A healthy plant needs water, air, nutrients, and sunlight to grow.
You can tweak the formula, you can add fertilizer and mulch and filter your water and prune the branches artistically, but without just one of the basic elements, your plant will not grow. It’s science, folks. But in addition to our most basic survival needs as people, we need experience in order to grow. When we put ourselves out there and experience a vast sampling of what the world has to offer, we take experience in as a nutrient, we synthesize it with our brain and intuition, and we exhale a new element.
James Schwartz may not have had “socially-conscious cannabis cultivator” on his dream job list at 5th grade career day, but his experience has nurtured that path.
James was in his junior year in a nursing program at Gannon University when his best friend died. The loss rocked his world and he dropped out of the nursing program and found escape in alcohol. But the harsh effects of alcohol were debilitating. James went sober and headed off to Central America on mission work as an ER tech. The power of the experience of doing good work that directly benefited peoples’ lives set a new direction for James. He embarked in an adult career path program for nursing at Messiah College. At this time James had begun to personally use cannabis to combat stress, it helped him focus on his studies despite his ADHD. The correlation between the negative affects of stress and the positive affects of cannabis as a wellness tool were clear to him. The seed was planted. While still on missions work, James met a dentist from Portland who described to him his progressive city. It was 1998 and Oregon had just passed both The Oregon Medical Marijuana Act and the Death With Dignity Act. So after finishing his degree at Messiah College, James headed west.
James found his first medical cannabis client soon thereafter. She was 60 years old and had breast cancer. His experience with her showed him the demand for a high quality medicinal plant, and he set out to perfect his grow methods to cultivate with an organic approach: water, soil, air, and light.
James’ grow approach became the same as that which he employs to feed himself and his family: clean, non GMO, and organic.
“Would I ingest this directly into my own body? If yes, then I can use it in growing my plants.

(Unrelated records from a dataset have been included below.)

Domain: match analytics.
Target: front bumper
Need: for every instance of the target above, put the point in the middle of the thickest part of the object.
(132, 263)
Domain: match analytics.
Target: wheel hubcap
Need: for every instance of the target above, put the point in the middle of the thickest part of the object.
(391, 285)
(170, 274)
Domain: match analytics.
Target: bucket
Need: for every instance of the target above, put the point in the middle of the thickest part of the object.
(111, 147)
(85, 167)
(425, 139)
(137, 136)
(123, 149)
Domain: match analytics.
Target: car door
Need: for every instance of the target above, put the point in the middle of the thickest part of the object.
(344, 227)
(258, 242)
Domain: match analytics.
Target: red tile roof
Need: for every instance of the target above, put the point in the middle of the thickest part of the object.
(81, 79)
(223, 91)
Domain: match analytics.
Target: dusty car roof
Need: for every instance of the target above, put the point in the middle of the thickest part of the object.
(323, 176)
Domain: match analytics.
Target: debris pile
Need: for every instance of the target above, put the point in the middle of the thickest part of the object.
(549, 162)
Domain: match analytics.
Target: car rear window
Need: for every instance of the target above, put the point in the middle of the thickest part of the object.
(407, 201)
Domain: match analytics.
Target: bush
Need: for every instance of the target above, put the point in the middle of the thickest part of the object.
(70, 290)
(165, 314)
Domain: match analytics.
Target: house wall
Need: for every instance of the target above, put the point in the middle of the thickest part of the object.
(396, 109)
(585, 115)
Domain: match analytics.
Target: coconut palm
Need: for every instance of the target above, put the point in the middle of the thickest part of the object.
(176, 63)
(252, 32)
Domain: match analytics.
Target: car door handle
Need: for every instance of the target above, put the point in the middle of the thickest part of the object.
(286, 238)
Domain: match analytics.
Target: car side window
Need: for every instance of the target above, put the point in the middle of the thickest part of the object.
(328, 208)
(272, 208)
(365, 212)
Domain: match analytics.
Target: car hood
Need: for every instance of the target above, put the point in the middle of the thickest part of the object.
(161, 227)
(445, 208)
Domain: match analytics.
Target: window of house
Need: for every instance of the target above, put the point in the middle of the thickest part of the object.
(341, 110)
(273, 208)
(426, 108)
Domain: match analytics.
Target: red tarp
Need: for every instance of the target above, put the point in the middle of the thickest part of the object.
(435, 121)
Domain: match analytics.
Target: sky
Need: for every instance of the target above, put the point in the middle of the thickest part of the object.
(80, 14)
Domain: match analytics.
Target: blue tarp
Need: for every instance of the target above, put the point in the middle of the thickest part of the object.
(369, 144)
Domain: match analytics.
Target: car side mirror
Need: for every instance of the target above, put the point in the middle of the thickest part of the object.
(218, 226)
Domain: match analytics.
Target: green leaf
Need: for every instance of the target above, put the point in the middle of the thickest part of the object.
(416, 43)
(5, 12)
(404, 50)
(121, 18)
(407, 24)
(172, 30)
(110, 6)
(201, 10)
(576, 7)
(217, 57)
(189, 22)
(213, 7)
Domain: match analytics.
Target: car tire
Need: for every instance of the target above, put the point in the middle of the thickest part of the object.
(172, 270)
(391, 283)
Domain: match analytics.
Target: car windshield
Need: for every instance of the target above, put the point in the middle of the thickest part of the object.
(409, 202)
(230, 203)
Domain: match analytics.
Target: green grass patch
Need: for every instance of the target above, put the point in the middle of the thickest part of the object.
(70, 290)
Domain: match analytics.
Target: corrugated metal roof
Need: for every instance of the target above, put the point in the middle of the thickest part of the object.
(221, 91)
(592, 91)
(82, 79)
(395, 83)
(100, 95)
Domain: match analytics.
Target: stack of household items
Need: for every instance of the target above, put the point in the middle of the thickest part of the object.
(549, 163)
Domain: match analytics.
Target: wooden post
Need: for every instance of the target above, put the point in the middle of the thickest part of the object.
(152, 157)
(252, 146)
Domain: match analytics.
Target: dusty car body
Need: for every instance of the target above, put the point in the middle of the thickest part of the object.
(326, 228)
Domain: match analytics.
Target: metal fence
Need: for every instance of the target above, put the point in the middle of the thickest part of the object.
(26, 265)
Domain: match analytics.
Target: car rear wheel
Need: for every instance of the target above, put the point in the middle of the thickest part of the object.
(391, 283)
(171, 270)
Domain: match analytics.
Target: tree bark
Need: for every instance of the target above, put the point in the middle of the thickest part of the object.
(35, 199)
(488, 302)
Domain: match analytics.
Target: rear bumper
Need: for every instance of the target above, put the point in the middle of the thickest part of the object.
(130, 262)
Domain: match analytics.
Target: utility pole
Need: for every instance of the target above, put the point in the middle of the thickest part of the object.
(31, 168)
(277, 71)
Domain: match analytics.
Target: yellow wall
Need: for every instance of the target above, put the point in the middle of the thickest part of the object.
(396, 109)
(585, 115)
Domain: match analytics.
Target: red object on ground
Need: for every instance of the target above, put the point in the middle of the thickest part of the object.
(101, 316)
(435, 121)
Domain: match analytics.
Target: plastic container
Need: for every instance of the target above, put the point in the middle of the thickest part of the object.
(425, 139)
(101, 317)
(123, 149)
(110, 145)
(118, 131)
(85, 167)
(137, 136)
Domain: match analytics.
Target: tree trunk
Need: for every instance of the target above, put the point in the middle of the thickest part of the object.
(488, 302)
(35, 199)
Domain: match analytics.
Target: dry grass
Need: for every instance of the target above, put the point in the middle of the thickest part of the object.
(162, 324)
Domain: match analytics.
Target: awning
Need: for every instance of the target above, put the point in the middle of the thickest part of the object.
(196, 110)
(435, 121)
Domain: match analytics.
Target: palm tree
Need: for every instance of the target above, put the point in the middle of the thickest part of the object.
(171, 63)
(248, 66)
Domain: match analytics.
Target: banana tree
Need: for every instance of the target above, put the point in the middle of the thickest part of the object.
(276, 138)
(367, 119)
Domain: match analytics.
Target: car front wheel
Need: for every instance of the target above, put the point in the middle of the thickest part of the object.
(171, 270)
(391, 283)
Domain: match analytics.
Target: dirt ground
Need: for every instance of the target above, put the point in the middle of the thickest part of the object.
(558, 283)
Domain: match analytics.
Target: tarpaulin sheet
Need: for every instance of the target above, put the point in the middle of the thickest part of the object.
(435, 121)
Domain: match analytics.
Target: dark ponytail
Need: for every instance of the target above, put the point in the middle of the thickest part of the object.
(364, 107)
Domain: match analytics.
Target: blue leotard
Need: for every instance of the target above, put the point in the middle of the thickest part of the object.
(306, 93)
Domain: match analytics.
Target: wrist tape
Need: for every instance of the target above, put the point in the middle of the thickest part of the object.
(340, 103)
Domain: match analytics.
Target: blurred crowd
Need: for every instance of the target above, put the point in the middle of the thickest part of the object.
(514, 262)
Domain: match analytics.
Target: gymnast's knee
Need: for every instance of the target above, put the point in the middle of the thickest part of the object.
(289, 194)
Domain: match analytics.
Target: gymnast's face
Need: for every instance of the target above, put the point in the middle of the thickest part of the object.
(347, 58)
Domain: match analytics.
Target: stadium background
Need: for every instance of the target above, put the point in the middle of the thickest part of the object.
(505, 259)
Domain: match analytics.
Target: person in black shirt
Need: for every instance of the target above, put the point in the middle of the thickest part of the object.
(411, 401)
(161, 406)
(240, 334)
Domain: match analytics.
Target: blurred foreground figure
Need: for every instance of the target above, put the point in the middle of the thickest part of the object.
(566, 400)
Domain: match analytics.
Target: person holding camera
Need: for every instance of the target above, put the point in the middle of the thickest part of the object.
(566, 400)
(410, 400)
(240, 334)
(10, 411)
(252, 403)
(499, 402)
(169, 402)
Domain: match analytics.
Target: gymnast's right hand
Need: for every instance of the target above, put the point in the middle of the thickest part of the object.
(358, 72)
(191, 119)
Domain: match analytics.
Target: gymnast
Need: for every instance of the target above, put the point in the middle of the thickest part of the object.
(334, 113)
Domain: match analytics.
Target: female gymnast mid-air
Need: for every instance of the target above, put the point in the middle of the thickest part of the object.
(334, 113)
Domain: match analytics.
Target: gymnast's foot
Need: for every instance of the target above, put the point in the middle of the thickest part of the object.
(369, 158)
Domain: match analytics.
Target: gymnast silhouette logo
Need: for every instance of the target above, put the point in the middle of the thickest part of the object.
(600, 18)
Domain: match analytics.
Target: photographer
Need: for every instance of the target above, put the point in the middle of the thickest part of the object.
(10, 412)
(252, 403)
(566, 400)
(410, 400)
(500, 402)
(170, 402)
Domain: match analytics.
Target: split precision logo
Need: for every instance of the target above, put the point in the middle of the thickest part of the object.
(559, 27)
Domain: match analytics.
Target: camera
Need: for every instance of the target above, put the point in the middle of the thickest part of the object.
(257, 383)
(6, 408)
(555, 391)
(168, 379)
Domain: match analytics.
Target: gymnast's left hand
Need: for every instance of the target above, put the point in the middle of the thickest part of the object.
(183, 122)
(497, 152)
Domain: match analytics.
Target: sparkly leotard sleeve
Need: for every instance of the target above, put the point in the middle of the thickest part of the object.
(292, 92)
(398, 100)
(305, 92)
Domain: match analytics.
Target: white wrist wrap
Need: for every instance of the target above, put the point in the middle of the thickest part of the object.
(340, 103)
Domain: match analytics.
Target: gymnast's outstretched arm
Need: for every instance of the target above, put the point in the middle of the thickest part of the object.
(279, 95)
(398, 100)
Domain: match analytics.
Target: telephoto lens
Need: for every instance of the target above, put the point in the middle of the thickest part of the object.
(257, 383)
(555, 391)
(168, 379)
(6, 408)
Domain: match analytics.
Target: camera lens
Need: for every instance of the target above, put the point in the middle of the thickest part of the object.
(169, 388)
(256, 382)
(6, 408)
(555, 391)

If no, then I absolutely will not.”
James went to Haiti in the wake of the 2010 earthquake, pushing him even harder toward a conservation and humanitarian-values led life centered on helping others and nurturing good health. When Measure 91 passed in 2014, he had his business plan for Cascade High written and at the ready.
Water, air, sunlight … is all a plant truly needs to grow. But add education, experience, empathy, respect, and a genuine desire to make positive change, and we have a formula for growing good people who make beautiful things happen. James Schwartz, founder of Cascade High, believes in socially conscious cannabis cultivation, because after all, we are what we grow.